Dozens of players now in the EPL would not automatically have qualified to play in the most popular league globally had they not been in possession of a European Union (EU) passport when they moved to England and had, instead, been required to apply for a work permit.
In a statement, a Premier League spokesman said: “The Premier League is a hugely successful sporting competition that has strong domestic and global appeal”.
Following result of the latest referendum, Britain has made a decision to leave the European Union with 51.9% of the vote.
“They are talking about two years, we have the work permit procedure in place which we agree with the Home Office, the governing body, the FA and the Football League”.
It would have a dramatic knock-on effect for the Elite Development Squad system within Premier League academies.
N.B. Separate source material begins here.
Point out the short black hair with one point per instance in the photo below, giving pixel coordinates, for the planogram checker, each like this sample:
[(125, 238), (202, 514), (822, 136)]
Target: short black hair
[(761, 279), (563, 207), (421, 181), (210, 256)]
Arsenal are one club to benefit from that exemption, signing Spaniard Cesc Fabregas from Barcelona when he was 16.
In contrast, the counter-argument will see those seeking more homegrown talent and an emphasis on developing young English players secure a boost as clubs up and down the country could now change their strategy.
It might be several years before these changes go into effect, but Europeans would now have to follow the same immigration rules as non-European players with different regulations depending on the country’s Federation Internationale de Football Association ranking to obtain a work permit for the Premier League.
Two years after he warned that English football was squeezing out its own players, Dyke said that Brexit might reverse that trend by making it harder for clubs to keep buying players from overseas. However, an exception to the rule has been within the EU (European Union) and EEA (European Economic Areas), where the age criteria is reduced to sixteen.
“It would be a shame if some of the great European players can’t come here but I don’t think that will happen”.
“Sports regulators would no longer be prevented by European Union law from discriminating against European Union nationals by including them in quotas or limits on the number of “foreign” players in a team or squad”, Boyes said.
Everton owner Farhad Moshiri, who has shares in multiple steel and energy companies in the United Kingdom and Russian Federation, could be affected by the decision to leave the European Union, depending on how much of his rumoured US$1.94 billion net worth is based in Britain.
“If there is a club on the continent who has set the value of a player at, for example, €40m, then the drop in the value of the pound could certainly result in an English club having to pay more in sterling for that player following Brexit”. A weakened Premier League?
‘I don’t expect too much impact in football.
“We’ve seen the bulk of clubs are looking at future obligations in terms of payments they’ll have to make for players already purchased, assessing what they’ll be able to spend in the coming months and, in a quite disciplined way, fixing the rates for future conversion”.
Advertisement
The result shocked investors, and stock markets plummeted around the world, with key indexes dropping 10 per cent in Germany and about 8 per cent in Japan and Britain.